I'm using RSelenium
to scrape some Javascript-rendered content. A bottleneck appeared -- on every few pages (total of 65k, recurring task) around 3-5 seconds is wasted performing TLS handshakes and loading ads.
A small showcase of the problem
I'm after the list of moves in the white box. The extra wait seems pointless.
library(RSelenium)
# a sample url. There are roughly ~65k of these to process
url <- "http://www.gdchess.com/xqgame/gview.asp?id=0442450F8C81CB"
rD <- RSelenium::rsDriver(browser = "firefox", check = F)
client <- rD$client
client$navigate(url)
target <- client$findElement("id", "movetext")

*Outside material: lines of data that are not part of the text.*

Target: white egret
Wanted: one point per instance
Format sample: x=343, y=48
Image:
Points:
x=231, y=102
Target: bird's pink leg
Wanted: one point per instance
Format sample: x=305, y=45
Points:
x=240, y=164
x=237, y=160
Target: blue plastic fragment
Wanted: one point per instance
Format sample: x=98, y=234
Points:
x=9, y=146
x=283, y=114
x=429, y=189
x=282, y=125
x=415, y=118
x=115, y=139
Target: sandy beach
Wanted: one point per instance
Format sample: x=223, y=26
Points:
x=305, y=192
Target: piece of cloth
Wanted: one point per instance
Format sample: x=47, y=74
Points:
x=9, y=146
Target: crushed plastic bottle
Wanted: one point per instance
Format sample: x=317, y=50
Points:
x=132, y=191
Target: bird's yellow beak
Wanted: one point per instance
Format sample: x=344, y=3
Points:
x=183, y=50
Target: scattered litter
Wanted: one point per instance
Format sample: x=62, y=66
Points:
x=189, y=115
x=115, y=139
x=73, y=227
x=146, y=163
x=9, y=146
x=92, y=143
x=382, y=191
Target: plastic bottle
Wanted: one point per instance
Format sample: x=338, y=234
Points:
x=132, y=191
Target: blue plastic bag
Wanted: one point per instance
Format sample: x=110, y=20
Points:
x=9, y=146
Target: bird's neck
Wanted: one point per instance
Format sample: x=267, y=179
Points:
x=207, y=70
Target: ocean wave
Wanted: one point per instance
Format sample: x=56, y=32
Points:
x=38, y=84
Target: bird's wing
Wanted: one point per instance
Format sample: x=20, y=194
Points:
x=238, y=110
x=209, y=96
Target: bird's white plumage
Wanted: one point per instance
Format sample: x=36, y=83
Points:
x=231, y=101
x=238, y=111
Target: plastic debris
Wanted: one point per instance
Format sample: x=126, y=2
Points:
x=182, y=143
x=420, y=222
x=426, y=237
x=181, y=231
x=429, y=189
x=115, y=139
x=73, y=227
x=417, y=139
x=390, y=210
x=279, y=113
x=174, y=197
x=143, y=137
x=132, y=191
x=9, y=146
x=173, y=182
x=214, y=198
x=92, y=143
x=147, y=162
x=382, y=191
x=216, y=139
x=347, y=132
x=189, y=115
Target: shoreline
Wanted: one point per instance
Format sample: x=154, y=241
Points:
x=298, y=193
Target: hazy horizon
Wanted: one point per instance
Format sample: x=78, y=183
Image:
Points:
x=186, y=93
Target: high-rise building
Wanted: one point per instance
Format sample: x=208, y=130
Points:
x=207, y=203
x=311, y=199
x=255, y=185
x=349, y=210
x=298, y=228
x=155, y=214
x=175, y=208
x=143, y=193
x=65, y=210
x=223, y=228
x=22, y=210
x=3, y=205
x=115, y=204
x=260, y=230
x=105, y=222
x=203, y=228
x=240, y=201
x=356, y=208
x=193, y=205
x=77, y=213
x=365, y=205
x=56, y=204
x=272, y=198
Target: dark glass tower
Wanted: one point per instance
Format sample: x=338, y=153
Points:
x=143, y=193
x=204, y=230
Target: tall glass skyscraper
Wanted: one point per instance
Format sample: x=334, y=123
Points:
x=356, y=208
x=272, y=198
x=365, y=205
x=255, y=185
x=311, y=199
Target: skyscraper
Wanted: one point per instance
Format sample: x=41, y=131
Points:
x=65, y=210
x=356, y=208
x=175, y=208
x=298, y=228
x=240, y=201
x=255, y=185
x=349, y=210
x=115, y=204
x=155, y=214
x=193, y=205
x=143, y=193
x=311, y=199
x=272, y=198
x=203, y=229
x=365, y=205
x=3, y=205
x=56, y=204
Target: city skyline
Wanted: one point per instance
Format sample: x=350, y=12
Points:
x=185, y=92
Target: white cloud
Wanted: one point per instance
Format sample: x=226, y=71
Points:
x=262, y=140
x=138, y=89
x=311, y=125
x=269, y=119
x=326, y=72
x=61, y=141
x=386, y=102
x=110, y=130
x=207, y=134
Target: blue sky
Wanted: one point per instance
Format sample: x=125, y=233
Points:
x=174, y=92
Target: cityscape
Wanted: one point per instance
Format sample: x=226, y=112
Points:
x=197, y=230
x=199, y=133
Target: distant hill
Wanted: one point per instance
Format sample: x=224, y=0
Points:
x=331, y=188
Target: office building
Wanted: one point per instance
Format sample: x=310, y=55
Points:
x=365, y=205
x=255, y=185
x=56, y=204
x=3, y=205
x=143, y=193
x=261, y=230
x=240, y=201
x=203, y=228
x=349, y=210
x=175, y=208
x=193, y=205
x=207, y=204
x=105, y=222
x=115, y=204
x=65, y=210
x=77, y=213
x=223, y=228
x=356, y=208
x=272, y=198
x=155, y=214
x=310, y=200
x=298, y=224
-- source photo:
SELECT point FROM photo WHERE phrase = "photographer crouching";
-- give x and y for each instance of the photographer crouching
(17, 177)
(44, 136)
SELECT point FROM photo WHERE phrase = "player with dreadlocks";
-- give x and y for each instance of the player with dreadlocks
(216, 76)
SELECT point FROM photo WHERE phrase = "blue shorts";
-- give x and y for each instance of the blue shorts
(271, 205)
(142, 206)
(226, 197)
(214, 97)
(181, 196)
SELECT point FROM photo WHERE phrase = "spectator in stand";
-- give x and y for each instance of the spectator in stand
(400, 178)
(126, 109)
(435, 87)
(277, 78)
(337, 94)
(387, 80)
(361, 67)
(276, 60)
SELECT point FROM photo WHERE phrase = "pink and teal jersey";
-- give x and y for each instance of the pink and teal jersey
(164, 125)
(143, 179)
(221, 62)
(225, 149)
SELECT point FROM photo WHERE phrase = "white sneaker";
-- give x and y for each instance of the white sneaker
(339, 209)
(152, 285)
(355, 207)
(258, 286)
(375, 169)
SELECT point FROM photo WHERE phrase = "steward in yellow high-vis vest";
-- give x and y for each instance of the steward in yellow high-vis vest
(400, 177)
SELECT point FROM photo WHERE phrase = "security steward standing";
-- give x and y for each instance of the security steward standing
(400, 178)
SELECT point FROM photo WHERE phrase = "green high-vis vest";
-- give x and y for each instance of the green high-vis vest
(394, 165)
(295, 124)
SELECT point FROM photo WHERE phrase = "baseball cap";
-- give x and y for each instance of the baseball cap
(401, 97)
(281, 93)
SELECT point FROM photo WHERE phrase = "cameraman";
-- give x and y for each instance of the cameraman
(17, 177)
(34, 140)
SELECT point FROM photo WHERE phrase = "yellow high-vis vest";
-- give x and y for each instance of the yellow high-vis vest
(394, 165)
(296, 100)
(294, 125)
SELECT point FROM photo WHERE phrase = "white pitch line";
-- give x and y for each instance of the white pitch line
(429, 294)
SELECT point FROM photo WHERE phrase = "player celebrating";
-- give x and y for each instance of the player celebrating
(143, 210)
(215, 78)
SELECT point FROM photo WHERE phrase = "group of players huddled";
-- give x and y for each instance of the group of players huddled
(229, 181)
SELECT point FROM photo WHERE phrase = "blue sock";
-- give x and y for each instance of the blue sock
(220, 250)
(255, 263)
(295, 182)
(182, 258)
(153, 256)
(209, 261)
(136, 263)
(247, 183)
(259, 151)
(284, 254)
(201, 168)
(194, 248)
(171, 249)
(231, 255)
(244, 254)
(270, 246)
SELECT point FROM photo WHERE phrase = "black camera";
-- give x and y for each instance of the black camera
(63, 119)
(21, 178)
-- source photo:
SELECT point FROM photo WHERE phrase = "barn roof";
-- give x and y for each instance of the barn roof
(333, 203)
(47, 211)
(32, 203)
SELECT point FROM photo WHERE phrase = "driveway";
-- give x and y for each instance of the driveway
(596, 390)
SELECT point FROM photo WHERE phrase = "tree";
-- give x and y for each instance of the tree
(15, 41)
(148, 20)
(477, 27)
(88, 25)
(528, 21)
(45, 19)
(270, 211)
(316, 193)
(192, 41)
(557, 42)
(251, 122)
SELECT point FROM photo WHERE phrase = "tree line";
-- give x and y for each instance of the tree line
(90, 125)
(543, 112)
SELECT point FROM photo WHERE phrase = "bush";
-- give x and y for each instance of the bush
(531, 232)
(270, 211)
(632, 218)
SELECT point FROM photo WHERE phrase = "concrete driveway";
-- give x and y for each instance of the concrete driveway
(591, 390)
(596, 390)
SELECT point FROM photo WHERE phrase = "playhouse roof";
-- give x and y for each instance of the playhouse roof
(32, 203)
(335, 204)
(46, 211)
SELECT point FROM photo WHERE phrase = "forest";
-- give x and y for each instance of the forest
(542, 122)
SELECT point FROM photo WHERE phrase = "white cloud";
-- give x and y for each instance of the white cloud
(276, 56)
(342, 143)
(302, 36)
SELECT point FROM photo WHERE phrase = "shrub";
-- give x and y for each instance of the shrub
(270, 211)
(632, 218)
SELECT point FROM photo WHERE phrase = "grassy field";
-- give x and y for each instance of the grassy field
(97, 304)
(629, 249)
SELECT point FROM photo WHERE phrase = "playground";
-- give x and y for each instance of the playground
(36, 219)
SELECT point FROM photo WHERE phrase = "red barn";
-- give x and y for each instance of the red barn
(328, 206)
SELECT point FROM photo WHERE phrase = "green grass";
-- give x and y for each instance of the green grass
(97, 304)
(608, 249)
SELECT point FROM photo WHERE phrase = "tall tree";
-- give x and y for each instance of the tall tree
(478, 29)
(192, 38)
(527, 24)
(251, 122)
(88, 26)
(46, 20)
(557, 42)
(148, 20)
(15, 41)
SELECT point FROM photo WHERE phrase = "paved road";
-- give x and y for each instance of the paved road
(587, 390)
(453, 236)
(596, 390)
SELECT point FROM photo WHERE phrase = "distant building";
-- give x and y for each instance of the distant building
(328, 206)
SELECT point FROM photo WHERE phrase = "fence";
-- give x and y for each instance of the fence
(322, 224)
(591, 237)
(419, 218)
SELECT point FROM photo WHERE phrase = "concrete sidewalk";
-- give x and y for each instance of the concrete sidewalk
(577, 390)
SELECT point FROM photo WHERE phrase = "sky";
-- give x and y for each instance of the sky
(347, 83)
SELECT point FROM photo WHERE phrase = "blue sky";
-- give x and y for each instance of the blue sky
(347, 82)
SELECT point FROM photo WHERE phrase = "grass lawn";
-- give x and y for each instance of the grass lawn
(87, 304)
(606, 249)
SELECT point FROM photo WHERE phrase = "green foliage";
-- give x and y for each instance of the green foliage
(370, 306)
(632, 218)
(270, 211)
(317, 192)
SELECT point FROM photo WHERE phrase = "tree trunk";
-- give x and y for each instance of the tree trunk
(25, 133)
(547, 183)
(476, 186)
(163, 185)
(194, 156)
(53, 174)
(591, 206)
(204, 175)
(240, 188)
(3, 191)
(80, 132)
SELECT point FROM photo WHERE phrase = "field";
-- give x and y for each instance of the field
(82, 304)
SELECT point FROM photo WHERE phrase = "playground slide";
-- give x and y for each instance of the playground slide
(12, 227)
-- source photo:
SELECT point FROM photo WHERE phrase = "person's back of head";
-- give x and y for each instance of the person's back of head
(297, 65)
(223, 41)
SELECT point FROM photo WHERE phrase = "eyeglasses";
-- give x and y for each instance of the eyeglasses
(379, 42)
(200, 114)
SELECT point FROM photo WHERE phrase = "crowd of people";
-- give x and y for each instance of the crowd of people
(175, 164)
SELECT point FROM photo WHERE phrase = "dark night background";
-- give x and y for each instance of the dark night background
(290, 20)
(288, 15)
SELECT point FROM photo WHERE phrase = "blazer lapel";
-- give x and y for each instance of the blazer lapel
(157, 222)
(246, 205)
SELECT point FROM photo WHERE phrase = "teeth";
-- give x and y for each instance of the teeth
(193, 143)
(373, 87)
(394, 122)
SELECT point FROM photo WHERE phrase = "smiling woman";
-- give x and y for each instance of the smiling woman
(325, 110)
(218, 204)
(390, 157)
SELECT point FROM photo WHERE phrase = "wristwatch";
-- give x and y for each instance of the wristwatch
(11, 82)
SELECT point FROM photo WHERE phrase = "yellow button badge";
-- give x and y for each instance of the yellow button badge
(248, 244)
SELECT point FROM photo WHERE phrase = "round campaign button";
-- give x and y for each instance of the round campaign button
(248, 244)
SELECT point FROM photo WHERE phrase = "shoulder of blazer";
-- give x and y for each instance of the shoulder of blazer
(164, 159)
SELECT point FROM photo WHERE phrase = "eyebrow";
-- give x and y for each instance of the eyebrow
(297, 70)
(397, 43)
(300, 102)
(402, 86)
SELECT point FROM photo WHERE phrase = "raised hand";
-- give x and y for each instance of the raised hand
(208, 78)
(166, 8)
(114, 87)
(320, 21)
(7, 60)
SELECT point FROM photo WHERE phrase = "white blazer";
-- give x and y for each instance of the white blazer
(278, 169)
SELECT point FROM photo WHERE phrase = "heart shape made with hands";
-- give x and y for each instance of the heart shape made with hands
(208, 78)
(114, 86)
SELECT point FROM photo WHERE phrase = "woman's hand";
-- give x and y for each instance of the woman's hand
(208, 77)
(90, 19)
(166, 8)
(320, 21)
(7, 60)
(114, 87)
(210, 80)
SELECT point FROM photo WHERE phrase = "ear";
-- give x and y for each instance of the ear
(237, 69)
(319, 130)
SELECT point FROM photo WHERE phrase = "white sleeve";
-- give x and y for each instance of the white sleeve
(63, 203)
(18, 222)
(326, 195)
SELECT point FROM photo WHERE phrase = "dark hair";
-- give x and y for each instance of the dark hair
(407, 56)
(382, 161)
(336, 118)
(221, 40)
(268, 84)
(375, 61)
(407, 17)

target$getElementText()[[1]] # What I'm after
# ~ some further processing here
What I have tried so far:
- Using firefox profile with an adblocker.
fprof <- getFirefoxProfile(profDir = "C:\\Users\\D\\AppData\\Roaming\\Mozilla\\Firefox\\Profiles\\tt1r5yc1.Xiangqi.selenium", useBase = F)
I get the error
the package Rcompression
is not available for this version of R.
- Setting page load timeout
client$setTimeout(type = "page load", milliseconds = 500)
But I'm afraid I misunderstood its use. Explicit and implicit waits also didn't help.